The practical model is shared ownership with identity-backed evidence. Legal defines the regulatory obligation, compliance defines the control requirement, security defines the access and monitoring standard, and platform teams implement the workflow. But the control itself should live where execution happens: in the identity layer that governs service accounts, API keys, signing identities, and automated approvals. That means each regulated process needs three things: a named owner, a documented approval path, and a review cadence tied to the identity that performs the action.

For example, a withdrawal approval workflow should not rely on a shared team mailbox or manual ticket alone. It should bind the action to a specific workload identity, store approval evidence with that identity, and enforce revocation or rotation if ownership changes. NHI Mgmt Group’s Ultimate Guide to NHIs — Lifecycle Processes for Managing NHIs is useful here because lifecycle control is what turns compliance intent into auditable operation. For a quick control inventory, the Top 10 NHI Issues also highlights where ownership breaks down most often, especially around rotation, offboarding, and overprivilege.

  • Assign one business owner per regulated process, not per tool.
  • Bind approvals to a workload or automation identity, not a shared human inbox.
  • Track evidence in the same system that issues and revokes access.
  • Review privileged identities on a fixed schedule, with exception handling.
  • Revoke or rotate credentials when ownership, scope, or purpose changes.

Current guidance suggests that compliance evidence becomes far more defensible when it is attached to the identity that executes the control, rather than recreated later from tickets and spreadsheets. These controls tend to break down in highly automated crypto environments because fast-moving deployment pipelines and ad hoc emergency access make it easy for ownership to drift away from the actual identity performing the regulated action.

Common Variations and Edge Cases

Tighter ownership rules often increase operational overhead, so organisations have to balance audit clarity against speed, especially in markets where trading and custody changes happen quickly. There is no universal standard for this yet, but best practice is evolving toward shared accountability with explicit control handoffs rather than single-team ownership of everything.
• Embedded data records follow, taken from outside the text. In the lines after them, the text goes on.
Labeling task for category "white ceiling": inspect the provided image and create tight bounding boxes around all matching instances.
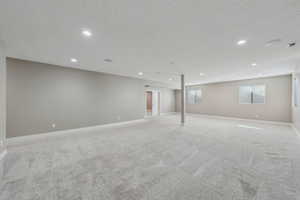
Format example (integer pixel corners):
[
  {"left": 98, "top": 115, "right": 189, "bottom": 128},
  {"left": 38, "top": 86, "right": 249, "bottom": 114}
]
[{"left": 0, "top": 0, "right": 300, "bottom": 87}]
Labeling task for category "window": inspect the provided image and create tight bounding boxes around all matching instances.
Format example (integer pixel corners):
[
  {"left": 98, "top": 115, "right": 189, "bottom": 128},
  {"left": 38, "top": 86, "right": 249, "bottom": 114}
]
[
  {"left": 239, "top": 85, "right": 266, "bottom": 104},
  {"left": 187, "top": 87, "right": 202, "bottom": 104}
]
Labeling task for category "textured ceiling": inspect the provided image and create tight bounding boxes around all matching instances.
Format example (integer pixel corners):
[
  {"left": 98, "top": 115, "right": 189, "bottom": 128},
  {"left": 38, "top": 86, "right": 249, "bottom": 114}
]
[{"left": 0, "top": 0, "right": 300, "bottom": 87}]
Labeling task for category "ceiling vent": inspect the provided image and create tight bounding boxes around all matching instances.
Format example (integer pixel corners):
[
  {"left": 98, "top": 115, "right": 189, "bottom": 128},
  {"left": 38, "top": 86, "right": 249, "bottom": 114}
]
[{"left": 266, "top": 38, "right": 281, "bottom": 47}]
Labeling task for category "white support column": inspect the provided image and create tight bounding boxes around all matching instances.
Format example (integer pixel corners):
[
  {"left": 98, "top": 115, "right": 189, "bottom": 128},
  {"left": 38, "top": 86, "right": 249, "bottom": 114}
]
[
  {"left": 181, "top": 74, "right": 185, "bottom": 125},
  {"left": 0, "top": 41, "right": 6, "bottom": 160}
]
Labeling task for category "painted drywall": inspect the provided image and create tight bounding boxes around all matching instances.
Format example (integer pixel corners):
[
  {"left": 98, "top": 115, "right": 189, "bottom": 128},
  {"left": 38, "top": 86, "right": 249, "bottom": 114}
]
[
  {"left": 292, "top": 67, "right": 300, "bottom": 132},
  {"left": 160, "top": 88, "right": 176, "bottom": 113},
  {"left": 7, "top": 58, "right": 175, "bottom": 137},
  {"left": 176, "top": 75, "right": 292, "bottom": 122},
  {"left": 0, "top": 42, "right": 6, "bottom": 153}
]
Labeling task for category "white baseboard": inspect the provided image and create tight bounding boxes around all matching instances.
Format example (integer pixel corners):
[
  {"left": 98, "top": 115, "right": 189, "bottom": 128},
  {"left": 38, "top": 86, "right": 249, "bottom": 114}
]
[
  {"left": 144, "top": 112, "right": 177, "bottom": 119},
  {"left": 0, "top": 149, "right": 7, "bottom": 161},
  {"left": 6, "top": 119, "right": 145, "bottom": 147},
  {"left": 291, "top": 123, "right": 300, "bottom": 137}
]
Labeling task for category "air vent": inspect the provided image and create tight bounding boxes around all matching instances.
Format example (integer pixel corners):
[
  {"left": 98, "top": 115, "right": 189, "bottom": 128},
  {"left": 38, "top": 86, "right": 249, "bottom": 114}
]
[{"left": 266, "top": 38, "right": 281, "bottom": 47}]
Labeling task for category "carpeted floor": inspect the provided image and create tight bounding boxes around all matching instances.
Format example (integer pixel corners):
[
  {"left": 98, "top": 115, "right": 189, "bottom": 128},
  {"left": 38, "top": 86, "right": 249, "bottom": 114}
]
[{"left": 0, "top": 115, "right": 300, "bottom": 200}]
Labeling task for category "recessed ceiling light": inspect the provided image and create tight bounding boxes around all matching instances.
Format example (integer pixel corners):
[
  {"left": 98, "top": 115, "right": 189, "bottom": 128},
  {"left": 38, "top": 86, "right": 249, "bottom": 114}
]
[
  {"left": 70, "top": 58, "right": 78, "bottom": 63},
  {"left": 104, "top": 58, "right": 112, "bottom": 62},
  {"left": 81, "top": 29, "right": 93, "bottom": 37},
  {"left": 288, "top": 42, "right": 296, "bottom": 47},
  {"left": 237, "top": 40, "right": 247, "bottom": 46}
]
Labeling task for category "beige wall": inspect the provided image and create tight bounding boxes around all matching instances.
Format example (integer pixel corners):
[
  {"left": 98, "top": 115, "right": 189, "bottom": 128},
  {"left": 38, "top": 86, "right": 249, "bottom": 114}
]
[
  {"left": 160, "top": 88, "right": 175, "bottom": 113},
  {"left": 292, "top": 67, "right": 300, "bottom": 131},
  {"left": 7, "top": 58, "right": 175, "bottom": 137},
  {"left": 0, "top": 43, "right": 6, "bottom": 154},
  {"left": 176, "top": 75, "right": 292, "bottom": 122}
]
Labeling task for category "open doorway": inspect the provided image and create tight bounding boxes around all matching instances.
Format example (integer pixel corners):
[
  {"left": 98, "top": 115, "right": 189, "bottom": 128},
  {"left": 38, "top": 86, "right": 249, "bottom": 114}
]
[{"left": 146, "top": 90, "right": 160, "bottom": 116}]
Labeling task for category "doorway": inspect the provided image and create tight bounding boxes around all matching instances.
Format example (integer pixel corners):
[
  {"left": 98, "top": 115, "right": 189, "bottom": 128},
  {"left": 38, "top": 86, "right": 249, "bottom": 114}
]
[{"left": 146, "top": 90, "right": 160, "bottom": 116}]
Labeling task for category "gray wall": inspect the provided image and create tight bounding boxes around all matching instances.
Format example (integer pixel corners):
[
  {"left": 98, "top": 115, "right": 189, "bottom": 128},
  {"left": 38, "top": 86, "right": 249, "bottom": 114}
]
[
  {"left": 176, "top": 75, "right": 292, "bottom": 122},
  {"left": 0, "top": 42, "right": 6, "bottom": 154},
  {"left": 292, "top": 67, "right": 300, "bottom": 131},
  {"left": 7, "top": 58, "right": 175, "bottom": 137}
]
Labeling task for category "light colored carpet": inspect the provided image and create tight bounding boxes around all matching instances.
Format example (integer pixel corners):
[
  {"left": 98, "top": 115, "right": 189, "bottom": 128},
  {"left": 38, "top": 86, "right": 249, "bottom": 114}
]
[{"left": 0, "top": 115, "right": 300, "bottom": 200}]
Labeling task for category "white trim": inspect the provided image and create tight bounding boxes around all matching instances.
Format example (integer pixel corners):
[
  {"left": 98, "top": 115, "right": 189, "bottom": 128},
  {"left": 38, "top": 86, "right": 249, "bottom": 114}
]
[
  {"left": 6, "top": 119, "right": 145, "bottom": 146},
  {"left": 291, "top": 123, "right": 300, "bottom": 137},
  {"left": 177, "top": 113, "right": 292, "bottom": 126},
  {"left": 160, "top": 112, "right": 177, "bottom": 116},
  {"left": 144, "top": 112, "right": 178, "bottom": 119},
  {"left": 0, "top": 149, "right": 7, "bottom": 161}
]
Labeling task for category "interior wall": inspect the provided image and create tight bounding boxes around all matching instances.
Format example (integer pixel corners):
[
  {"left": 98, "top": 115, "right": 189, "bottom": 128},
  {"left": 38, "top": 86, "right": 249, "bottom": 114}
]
[
  {"left": 160, "top": 88, "right": 176, "bottom": 113},
  {"left": 7, "top": 58, "right": 175, "bottom": 137},
  {"left": 0, "top": 43, "right": 6, "bottom": 154},
  {"left": 292, "top": 67, "right": 300, "bottom": 131},
  {"left": 176, "top": 75, "right": 292, "bottom": 122}
]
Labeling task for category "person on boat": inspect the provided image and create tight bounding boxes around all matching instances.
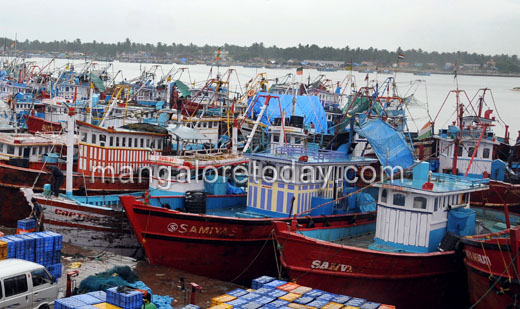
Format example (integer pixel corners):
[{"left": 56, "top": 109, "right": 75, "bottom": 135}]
[
  {"left": 46, "top": 165, "right": 65, "bottom": 197},
  {"left": 28, "top": 197, "right": 45, "bottom": 232}
]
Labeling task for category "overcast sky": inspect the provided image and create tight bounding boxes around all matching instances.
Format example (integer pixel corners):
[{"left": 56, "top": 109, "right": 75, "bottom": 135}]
[{"left": 0, "top": 0, "right": 520, "bottom": 55}]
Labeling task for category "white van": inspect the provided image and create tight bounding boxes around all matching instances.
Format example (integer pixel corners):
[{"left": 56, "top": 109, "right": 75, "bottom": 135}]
[{"left": 0, "top": 259, "right": 58, "bottom": 309}]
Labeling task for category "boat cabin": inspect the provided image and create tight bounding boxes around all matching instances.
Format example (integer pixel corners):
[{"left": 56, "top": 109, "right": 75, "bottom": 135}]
[
  {"left": 76, "top": 121, "right": 168, "bottom": 176},
  {"left": 370, "top": 162, "right": 488, "bottom": 253},
  {"left": 246, "top": 144, "right": 375, "bottom": 217}
]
One edge case is emergency response. During incident containment or wallet compromise events, temporary control may shift to security, but the identity used for emergency actions still needs a post-incident review trail. Another is vendor-operated infrastructure, where compliance may remain internal while platform execution sits with a third party. In those cases, contract language alone is not enough; the business must still know which identity performed the action and which team approved it. The Ultimate Guide to NHIs — Standards section is helpful for mapping these controls to repeatable identity practices without confusing policy ownership with operational accountability.

For control design, the key question is not who wrote the policy, but who can prove the control ran, when it ran, and under which identity. That distinction is what makes a crypto compliance program auditable instead of merely documented.
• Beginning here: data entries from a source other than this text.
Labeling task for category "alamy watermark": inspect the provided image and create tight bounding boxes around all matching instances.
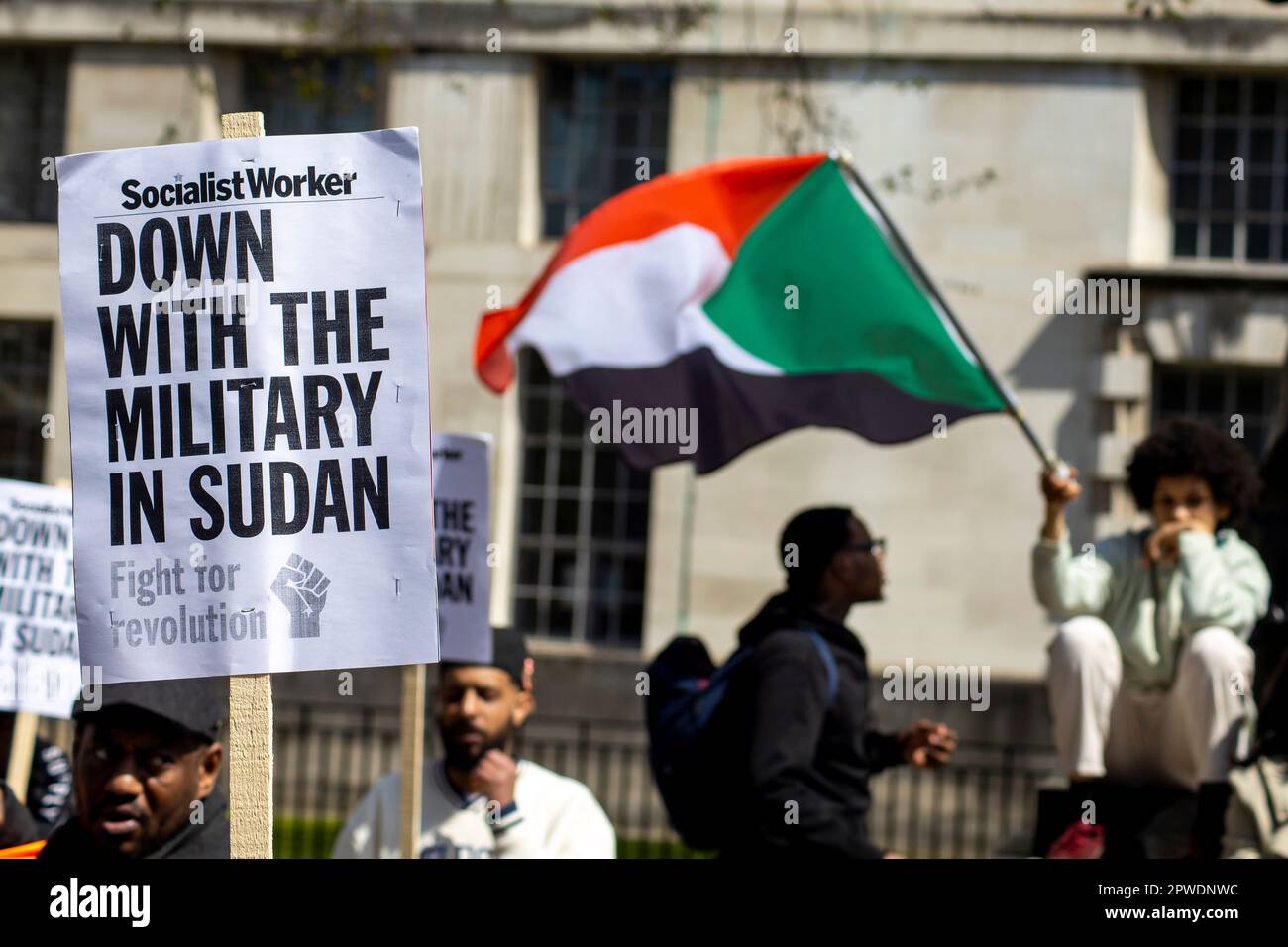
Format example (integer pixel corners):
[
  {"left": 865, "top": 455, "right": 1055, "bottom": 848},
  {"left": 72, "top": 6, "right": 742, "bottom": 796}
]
[
  {"left": 881, "top": 657, "right": 992, "bottom": 711},
  {"left": 1033, "top": 269, "right": 1140, "bottom": 326},
  {"left": 590, "top": 399, "right": 698, "bottom": 455}
]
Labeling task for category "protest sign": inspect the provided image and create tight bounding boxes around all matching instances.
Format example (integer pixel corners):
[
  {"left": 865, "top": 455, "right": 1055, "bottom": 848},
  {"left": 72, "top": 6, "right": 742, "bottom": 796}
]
[
  {"left": 0, "top": 480, "right": 81, "bottom": 719},
  {"left": 58, "top": 129, "right": 438, "bottom": 682},
  {"left": 434, "top": 433, "right": 492, "bottom": 664}
]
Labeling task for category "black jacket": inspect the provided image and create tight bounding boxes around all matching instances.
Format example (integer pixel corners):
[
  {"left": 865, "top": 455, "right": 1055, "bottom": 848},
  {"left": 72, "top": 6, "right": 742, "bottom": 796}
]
[
  {"left": 722, "top": 592, "right": 902, "bottom": 858},
  {"left": 39, "top": 789, "right": 229, "bottom": 862}
]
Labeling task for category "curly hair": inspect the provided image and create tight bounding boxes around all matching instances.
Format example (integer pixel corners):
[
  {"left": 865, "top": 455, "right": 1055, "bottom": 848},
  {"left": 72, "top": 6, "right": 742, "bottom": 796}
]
[{"left": 1127, "top": 417, "right": 1261, "bottom": 522}]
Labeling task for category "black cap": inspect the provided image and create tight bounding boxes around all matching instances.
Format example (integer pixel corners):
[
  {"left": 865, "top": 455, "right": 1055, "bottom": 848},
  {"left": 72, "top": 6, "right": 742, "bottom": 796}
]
[
  {"left": 72, "top": 678, "right": 228, "bottom": 741},
  {"left": 443, "top": 627, "right": 532, "bottom": 690}
]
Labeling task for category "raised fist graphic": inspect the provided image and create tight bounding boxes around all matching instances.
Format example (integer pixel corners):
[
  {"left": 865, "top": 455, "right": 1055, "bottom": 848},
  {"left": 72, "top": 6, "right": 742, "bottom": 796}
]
[{"left": 273, "top": 553, "right": 331, "bottom": 638}]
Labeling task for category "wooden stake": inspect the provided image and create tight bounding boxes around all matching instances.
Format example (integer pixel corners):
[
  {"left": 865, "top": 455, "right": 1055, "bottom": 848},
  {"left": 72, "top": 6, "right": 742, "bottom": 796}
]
[
  {"left": 400, "top": 665, "right": 425, "bottom": 858},
  {"left": 4, "top": 712, "right": 36, "bottom": 802},
  {"left": 219, "top": 112, "right": 273, "bottom": 858}
]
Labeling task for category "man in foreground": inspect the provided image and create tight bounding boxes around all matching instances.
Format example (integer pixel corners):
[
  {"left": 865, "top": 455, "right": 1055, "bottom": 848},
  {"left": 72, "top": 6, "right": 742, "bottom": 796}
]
[
  {"left": 39, "top": 678, "right": 228, "bottom": 862},
  {"left": 720, "top": 507, "right": 957, "bottom": 858}
]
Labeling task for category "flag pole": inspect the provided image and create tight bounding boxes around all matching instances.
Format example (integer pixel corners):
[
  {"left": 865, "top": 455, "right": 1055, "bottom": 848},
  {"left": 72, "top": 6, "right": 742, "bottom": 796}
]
[{"left": 831, "top": 150, "right": 1064, "bottom": 469}]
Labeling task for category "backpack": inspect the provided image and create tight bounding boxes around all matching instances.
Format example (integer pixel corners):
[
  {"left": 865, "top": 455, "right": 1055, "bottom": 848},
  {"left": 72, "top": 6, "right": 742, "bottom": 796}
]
[{"left": 648, "top": 629, "right": 840, "bottom": 849}]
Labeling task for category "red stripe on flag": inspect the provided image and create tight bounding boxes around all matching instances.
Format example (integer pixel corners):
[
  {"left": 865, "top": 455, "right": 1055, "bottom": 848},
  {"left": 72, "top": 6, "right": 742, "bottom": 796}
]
[{"left": 474, "top": 152, "right": 827, "bottom": 391}]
Standards & Framework Alignment

This section maps relevant standards and security frameworks to the operational risks and controls described in this guidance.

OWASP Non-Human Identity Top 10 address the attack and risk surface, while NIST CSF 2.0 and NIST SP 800-63 set the governance and control requirements practitioners need to meet.

Framework Control / Reference Relevance
NIST CSF 2.0 GV.OC-01 Defines governance ownership and accountability for regulated processes.
OWASP Non-Human Identity Top 10 NHI-05 Covers lifecycle ownership and evidence for non-human identities in regulated workflows.
NIST SP 800-63 AAL2 Identity assurance matters when regulated actions need strong proof of actor integrity.

Bind approvals, reviews, and revocation to the workload identity that performs the control.